Açıklamanın en dikkat çekici bölümlerinden birinde, bazı davalarda inşaat mühendislerine 21 yıla varan hapis cezaları verildiği hatırlatıldı. İMO, bu cezaların ceza hukukunun temel amacı olan adalet ve orantılılık ilkesiyle bağdaşmadığını belirterek, toplumdaki acı ve öfkeyi bastırmaya yönelik bir “öç alma” anlayışının yargı süreçlerine hâkim olduğu uyarısında bulundu.

“Ceza hukukunun amacı intikam almak değildir” denilen açıklamada, aksi hâlde yargının adalet dağıtan bir mekanizma olmaktan çıkıp cezalandırıcı ve intikamcı bir yapıya dönüşeceği vurgulandı.

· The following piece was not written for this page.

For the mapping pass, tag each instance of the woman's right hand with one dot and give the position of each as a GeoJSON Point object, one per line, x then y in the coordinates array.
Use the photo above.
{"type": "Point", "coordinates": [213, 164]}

“Sorumluluk yalnızca mühendislerin değil”

İMO, böylesine büyük bir yıkımda yalnızca projelendirme hatalarının değil; zemin koşulları, uygulama kalitesi, yapı denetim zaafları, izinsiz müdahaleler, imar afları, kentsel planlama eksiklikleri ve kamu denetiminin çöküşü gibi pek çok unsurun birlikte etkili olduğuna dikkat çekti. Buna rağmen yargı süreçlerinde kamu idareleri ve karar vericilerin büyük ölçüde sorumluluk dışında bırakıldığı ifade edildi.

Beş maddelik çağrı

TMMOB İnşaat Mühendisleri Odası, açıklamasında yargı mercilerine ve kamuoyuna şu çağrılarda bulundu:

6 Şubat depremlerinin olağanüstü ve çok aktörlü niteliği dikkate alınmadan verilen ağır ve orantısız cezalar iptal edilmeli

Yargılamalar bilimsel bilirkişilik ve kusur oranı esas alınarak yürütülmeli

Denetim ve karar mekanizmalarında görev alan kamu idareleri ve yöneticiler de yargı önüne çıkarılmalı

Mesleğini iyi niyetle icra eden inşaat mühendisleri hedef gösterilmemeli

Hukuksuz kararlar istinaf ve temyiz aşamalarında derhâl düzeltilmeli

“Bugün susarsak, yarın hep birlikte enkaz altında kalırız”

Açıklama, “İnşaat mühendisleri bu ülkenin düşmanı değil; altyapısını kuran, geleceğini inşa eden üretici gücüdür” ifadeleriyle son bulurken, hukukun ve toplumsal vicdanın korunması çağrısı yapıldı.